When Sister Beth completed her re-entrance into the community, she resumed her religious education ministry, serving at Mary, Mother of the Church, Burnsville (1977-80); Sacred Heart, St. Paul (1980-88); and Sacred Heart, Sauk Rapids (1989-1992). Her main focus was the elementary program, but she served as an adviser to the high school program. In parishes that had a Catholic school, she was a resource person for the religion teachers. To round out her parish service, she conducted adult education classes, directed the pre-baptism program, visited hurting/grieving families, assisted with liturgy and joined parish committees. When asked to describe what she could bring to a parish, she responded: “I believe that my gifts include enthusiasm for life, love for people of all ages, a desire to minister, openness to the needs of the people I serve, and my belief that the happiness and holiness of each of us is based on knowing and experiencing God’s love for us as unconditional, alive, constant, in every moment of existence.”

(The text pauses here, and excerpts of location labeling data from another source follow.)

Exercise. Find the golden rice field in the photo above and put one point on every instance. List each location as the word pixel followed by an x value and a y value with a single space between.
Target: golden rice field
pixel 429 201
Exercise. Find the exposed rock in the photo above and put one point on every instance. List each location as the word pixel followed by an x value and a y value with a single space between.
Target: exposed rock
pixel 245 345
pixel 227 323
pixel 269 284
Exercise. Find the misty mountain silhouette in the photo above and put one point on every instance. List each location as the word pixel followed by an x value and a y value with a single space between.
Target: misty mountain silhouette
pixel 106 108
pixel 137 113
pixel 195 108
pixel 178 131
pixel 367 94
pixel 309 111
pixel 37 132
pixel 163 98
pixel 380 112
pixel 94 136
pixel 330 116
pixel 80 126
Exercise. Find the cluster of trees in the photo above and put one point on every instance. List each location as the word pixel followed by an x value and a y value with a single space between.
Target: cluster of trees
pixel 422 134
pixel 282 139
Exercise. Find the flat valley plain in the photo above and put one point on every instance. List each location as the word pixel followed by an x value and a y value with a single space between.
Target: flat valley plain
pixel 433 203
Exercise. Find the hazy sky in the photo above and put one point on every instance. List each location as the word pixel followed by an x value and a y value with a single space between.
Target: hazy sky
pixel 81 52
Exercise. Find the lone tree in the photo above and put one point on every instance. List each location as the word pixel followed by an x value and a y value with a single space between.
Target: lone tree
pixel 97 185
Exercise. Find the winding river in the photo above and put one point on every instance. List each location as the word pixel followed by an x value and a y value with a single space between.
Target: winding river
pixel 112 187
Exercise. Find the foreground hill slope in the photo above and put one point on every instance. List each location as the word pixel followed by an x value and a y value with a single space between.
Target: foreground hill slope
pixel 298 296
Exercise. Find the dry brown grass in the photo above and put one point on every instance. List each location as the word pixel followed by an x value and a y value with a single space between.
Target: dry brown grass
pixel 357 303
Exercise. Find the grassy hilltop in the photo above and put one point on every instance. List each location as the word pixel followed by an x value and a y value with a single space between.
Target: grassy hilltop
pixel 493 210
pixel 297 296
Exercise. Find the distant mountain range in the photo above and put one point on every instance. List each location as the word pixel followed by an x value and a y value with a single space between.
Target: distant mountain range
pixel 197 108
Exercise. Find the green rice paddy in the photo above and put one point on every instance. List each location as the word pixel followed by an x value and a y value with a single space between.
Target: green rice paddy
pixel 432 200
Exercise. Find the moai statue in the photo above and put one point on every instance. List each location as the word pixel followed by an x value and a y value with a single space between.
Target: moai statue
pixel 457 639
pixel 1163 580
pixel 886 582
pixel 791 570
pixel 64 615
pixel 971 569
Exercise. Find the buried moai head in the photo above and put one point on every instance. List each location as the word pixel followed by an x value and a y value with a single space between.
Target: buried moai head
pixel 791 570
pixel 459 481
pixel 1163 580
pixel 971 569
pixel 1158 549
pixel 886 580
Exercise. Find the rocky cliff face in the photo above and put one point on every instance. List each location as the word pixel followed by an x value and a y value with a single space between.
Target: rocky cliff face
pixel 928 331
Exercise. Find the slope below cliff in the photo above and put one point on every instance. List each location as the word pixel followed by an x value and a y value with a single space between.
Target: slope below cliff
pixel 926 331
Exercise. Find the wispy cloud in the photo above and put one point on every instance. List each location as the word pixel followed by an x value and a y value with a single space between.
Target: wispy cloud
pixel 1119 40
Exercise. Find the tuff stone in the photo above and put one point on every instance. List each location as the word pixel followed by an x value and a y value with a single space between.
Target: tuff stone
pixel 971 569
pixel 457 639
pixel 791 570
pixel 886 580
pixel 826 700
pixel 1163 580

During the 1988-89 year she participated in a sabbatical program in Dover, Massachusetts, a very rewarding time for her. In 1992, she retired from full-time ministry, became a tutor, teaching English to students enrolled in the Guadalupe Area Project in St. Paul, and resided at St. Matthew Convent. She also volunteered at Listening House and Theresa Living Center.
In 1998, Sister Beth moved into full retirement at Good Counsel in Mankato, sharing her gifts with sisters and staff. She enthusiastically participated in meetings, gatherings and discussions. Reading was one of her favorite activities (“I have loved reading all my life”) and she joined the Hill book club. She enjoyed needlecrafts – crocheting, knitting, embroidery, and counted cross stitch. She avidly corresponded with family and friends by phone and letter. Flowers of any kind were a source of delight for her.
In response to a question about the type of music she enjoyed, she said, “Music to sing to!!” It’s no wonder then, that the theme she chose for her funeral liturgy is “Forever I will sing the goodness of the Lord.” May Sister Beth now be a member of the heavenly chorus, singing God’s goodness to all.